Next, from the five selected schools, a stratified random sampling method was performed to obtain samples from two education streams, namely science and non-science stream students. Science stream students are in the pure science category and take elective classes in biology, physics and chemistry while non-science students are comprised of students who take elective classes in subjects such as trade, economics or business. Stratified random sampling is a sampling technique that is applied when the sampling frame is heterogeneous ( Chua, 2006 ). This sampling is used to obtain a smaller sampling error than the error that exists from the systematic random sampling procedure and simple random sampling. If a selected school has multiple science and non-science stream classes, simple random sampling would be conducted to select one class from all Form Four classes in the school. Each class from science and non-science streams should be determined to have a heterogeneous number of students or to be almost identical to qualify for random sampling.

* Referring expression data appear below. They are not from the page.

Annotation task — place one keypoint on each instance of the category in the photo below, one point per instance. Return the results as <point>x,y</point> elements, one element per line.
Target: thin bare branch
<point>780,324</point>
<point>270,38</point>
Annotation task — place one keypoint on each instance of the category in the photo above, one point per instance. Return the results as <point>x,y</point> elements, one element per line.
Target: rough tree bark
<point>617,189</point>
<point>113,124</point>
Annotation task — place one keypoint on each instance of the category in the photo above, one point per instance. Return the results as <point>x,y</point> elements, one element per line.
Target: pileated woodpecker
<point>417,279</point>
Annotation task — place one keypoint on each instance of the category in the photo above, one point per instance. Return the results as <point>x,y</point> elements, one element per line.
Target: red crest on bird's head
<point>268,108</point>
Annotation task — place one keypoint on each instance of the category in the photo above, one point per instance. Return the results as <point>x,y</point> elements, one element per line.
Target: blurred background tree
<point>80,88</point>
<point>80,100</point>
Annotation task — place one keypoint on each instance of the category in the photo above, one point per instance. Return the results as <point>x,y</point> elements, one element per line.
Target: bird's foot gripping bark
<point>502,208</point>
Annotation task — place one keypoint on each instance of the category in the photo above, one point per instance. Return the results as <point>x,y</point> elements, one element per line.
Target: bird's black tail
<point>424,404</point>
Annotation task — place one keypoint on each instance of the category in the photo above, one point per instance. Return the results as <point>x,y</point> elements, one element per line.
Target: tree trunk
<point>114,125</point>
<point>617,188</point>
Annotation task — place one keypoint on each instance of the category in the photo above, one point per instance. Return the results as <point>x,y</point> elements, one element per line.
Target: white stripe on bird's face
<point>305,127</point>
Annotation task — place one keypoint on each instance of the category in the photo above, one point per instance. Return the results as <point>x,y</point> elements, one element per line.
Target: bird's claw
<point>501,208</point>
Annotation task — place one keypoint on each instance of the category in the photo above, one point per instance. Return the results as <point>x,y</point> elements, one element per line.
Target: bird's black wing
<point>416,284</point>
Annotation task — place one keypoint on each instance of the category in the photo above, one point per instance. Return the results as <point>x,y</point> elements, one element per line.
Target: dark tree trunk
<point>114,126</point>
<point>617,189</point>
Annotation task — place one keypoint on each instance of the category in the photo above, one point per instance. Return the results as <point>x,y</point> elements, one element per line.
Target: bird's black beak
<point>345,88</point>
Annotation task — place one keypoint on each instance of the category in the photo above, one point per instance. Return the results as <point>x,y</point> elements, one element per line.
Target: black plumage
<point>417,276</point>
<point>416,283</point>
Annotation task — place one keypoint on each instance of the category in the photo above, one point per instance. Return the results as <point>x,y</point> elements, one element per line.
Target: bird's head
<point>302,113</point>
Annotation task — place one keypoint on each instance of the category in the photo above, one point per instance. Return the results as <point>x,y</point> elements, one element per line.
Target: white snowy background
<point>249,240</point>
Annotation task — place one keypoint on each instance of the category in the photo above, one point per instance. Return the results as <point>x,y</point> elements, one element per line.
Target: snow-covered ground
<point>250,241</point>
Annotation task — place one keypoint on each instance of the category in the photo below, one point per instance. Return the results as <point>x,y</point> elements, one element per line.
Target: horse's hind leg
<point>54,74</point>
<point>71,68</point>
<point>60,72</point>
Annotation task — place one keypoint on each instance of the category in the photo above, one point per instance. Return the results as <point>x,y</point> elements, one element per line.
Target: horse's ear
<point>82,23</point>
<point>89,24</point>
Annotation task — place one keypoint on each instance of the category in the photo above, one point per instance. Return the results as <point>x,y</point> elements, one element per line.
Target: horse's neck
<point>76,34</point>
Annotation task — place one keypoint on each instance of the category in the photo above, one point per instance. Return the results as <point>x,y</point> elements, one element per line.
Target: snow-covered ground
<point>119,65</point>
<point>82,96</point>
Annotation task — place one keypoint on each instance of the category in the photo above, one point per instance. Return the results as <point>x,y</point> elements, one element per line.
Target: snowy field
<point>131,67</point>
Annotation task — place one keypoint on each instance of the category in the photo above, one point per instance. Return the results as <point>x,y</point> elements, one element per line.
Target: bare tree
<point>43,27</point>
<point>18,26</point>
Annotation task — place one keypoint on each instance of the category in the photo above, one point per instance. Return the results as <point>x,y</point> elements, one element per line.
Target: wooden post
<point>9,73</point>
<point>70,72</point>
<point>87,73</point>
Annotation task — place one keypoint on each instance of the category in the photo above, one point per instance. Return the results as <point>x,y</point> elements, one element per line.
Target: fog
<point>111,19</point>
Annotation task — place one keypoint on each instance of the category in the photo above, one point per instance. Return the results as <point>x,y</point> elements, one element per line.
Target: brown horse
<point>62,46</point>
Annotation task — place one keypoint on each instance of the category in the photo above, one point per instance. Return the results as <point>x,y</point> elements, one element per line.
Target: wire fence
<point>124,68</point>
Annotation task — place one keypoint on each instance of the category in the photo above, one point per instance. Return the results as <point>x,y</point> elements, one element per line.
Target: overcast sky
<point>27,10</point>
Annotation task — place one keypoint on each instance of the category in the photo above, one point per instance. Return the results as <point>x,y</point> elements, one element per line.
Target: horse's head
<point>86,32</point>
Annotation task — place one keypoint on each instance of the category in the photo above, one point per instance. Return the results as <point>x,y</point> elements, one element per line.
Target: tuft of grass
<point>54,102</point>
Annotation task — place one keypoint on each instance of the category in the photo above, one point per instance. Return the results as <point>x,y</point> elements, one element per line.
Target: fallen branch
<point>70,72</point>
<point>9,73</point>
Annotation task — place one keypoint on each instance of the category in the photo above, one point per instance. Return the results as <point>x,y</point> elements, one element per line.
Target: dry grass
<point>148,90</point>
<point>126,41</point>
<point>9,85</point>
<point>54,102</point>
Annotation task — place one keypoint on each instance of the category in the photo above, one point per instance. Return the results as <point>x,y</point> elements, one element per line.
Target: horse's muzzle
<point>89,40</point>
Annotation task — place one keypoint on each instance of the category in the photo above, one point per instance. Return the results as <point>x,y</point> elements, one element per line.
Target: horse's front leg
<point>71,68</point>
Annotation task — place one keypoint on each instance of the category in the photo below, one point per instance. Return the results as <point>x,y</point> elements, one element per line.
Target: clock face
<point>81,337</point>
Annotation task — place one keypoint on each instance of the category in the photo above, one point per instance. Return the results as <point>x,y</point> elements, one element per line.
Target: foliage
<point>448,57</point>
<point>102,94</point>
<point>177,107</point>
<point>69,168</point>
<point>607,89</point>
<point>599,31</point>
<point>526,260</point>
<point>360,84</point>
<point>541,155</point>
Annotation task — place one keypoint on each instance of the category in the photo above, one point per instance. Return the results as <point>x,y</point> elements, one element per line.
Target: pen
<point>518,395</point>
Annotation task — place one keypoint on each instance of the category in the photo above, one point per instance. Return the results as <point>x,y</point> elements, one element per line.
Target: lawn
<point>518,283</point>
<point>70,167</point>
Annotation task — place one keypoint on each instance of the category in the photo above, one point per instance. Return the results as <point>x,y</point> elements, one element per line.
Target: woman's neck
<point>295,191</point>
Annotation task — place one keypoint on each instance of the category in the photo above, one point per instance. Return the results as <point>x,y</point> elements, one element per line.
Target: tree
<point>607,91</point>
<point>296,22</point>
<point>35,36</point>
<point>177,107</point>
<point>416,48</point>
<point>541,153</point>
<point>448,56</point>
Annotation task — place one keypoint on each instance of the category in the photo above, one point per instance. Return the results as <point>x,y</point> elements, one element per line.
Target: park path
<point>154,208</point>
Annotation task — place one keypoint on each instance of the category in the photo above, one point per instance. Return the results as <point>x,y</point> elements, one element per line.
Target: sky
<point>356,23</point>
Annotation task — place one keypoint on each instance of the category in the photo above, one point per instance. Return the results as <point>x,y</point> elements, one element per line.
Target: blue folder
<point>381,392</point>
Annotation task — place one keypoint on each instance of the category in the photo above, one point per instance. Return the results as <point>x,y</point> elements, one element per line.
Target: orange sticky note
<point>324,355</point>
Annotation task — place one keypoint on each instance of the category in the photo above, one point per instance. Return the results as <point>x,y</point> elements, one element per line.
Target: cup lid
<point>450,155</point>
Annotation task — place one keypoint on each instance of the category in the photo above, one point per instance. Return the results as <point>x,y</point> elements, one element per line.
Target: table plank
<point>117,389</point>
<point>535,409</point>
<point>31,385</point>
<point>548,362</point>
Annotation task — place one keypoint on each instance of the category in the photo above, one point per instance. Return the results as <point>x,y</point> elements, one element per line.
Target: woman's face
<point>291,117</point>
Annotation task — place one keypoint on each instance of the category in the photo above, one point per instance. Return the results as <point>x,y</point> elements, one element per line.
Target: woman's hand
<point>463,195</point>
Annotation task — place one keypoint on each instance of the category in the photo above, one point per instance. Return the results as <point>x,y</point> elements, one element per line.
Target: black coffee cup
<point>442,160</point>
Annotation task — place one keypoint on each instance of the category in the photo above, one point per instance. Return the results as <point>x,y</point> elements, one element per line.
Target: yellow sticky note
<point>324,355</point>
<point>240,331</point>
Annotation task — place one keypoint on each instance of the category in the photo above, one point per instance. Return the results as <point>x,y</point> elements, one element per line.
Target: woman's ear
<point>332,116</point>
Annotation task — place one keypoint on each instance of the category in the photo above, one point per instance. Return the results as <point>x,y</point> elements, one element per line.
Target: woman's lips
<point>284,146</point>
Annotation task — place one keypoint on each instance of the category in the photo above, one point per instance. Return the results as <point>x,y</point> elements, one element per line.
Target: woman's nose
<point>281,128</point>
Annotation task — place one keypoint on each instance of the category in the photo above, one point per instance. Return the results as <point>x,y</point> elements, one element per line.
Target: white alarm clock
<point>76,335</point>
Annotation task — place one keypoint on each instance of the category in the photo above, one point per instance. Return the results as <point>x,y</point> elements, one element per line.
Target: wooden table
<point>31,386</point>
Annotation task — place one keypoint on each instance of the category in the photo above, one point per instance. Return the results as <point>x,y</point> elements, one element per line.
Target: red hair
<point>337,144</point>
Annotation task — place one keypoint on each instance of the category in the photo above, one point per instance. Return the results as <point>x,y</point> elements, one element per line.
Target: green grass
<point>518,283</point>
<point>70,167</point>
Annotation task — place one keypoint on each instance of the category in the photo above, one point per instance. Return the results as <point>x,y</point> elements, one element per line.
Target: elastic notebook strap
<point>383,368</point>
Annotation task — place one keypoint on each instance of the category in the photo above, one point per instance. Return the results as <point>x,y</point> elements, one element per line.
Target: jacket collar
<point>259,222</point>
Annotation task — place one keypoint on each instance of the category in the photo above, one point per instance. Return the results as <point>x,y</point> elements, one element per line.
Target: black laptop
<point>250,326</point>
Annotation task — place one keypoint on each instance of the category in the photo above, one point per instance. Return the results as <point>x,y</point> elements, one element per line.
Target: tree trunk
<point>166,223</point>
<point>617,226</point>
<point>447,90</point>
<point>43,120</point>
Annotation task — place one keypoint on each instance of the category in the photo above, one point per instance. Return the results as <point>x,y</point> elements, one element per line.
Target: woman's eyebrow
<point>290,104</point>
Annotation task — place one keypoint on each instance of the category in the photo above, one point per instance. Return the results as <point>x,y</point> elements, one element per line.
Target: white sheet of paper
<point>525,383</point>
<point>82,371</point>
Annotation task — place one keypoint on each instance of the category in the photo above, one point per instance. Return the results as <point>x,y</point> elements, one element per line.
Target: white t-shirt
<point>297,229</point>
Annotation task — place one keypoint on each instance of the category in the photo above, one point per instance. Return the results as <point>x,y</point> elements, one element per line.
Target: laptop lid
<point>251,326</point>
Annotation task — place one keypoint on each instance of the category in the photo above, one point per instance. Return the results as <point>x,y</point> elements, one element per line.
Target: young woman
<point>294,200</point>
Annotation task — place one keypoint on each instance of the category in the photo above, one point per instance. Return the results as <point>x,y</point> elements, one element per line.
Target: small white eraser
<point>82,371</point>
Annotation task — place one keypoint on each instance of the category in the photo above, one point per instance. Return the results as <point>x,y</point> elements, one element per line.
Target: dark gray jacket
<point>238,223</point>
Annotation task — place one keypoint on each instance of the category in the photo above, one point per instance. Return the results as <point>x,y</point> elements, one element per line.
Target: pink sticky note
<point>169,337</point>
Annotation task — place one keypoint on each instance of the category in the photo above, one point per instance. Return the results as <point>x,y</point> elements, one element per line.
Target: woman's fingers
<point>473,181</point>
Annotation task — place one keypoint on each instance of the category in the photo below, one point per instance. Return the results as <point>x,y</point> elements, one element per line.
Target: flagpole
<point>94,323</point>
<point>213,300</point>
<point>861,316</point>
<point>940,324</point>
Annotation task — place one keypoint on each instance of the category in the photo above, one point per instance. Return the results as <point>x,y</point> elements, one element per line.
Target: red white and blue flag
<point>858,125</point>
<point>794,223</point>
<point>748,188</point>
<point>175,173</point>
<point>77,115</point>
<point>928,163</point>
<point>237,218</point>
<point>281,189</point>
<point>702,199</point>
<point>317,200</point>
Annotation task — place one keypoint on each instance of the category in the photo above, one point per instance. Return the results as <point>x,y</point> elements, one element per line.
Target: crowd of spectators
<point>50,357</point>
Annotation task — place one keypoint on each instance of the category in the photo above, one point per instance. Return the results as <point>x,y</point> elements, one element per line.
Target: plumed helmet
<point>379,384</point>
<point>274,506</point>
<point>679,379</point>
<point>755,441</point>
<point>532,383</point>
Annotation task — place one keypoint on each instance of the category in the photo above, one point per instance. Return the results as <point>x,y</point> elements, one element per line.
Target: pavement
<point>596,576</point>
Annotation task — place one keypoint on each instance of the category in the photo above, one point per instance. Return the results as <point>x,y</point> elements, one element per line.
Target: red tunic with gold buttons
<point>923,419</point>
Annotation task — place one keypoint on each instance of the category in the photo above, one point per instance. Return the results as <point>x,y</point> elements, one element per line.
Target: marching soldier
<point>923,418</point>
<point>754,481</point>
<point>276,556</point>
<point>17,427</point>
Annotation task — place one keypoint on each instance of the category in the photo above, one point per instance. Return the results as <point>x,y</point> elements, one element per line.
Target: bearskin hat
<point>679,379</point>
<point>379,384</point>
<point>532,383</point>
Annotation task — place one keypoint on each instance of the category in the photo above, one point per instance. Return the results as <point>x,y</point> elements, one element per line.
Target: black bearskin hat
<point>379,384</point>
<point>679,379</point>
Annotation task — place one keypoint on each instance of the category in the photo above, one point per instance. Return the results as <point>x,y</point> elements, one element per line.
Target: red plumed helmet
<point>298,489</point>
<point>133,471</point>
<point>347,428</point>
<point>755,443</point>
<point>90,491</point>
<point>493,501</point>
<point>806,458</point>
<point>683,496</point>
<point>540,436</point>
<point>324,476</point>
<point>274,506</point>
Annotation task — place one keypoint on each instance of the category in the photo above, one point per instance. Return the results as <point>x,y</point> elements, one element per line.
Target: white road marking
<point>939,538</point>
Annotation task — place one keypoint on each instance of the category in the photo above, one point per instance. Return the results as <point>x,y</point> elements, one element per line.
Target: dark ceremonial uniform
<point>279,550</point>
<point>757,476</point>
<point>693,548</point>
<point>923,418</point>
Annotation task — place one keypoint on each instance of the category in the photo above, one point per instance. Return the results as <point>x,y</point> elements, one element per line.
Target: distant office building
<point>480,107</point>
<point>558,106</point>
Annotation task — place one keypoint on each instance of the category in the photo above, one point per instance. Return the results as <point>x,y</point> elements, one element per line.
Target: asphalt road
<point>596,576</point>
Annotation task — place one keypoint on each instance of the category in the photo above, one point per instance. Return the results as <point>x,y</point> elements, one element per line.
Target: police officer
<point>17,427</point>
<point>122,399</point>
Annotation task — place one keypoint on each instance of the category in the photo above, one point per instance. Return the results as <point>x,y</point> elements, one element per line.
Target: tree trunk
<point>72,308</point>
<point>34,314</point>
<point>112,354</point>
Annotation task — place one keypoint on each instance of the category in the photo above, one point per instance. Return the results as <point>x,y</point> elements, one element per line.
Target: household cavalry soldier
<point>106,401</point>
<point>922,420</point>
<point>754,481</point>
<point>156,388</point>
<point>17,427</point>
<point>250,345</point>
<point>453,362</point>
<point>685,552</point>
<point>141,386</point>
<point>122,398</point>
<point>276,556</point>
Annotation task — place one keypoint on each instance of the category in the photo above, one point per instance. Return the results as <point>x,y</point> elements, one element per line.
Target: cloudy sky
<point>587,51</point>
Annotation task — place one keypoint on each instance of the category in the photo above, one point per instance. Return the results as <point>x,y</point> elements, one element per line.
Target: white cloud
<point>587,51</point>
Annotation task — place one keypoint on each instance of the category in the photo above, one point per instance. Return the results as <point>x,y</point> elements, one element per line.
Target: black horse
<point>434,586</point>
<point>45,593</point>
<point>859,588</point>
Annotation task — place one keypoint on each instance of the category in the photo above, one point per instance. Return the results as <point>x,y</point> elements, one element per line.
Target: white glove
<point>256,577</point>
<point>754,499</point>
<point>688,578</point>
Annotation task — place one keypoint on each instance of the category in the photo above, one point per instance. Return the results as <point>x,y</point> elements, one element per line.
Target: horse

Pilot test data was obtained through the Alpha Cronbach statistical test because, according to Konting (1994) , this test is one of the statistical tests used to obtain the reliability coefficient if the collected data used the Likert scale. Data from the pilot study was processed using SPSS 19 software through "item correlation and reliability" analysis to obtain validity and reliability of the questionnaire. Through the correlation analysis between the items in each construct as well as the correlation between each item and the number of scores for each construct, the researcher will modify or abolish any items that do not show significant correlation and the correlation value less than 0.30 ( Nordin, 1995 ). Cronbach Alpha value exceeding 0.60 is often used by researchers as a reliability index in the study ( Konting, 1990 ). Thus, after the pilot test, it was found that the Alpha Cronbach’s value for the sustainable orientation construct and entrepreneurial element exceeded the value of 0.60. This value meets the value stated by Hair et al. (1998) in which the minimum value of Cronbach Alpha accepted for survey study is equal to or greater than 0.60 (≥0.60).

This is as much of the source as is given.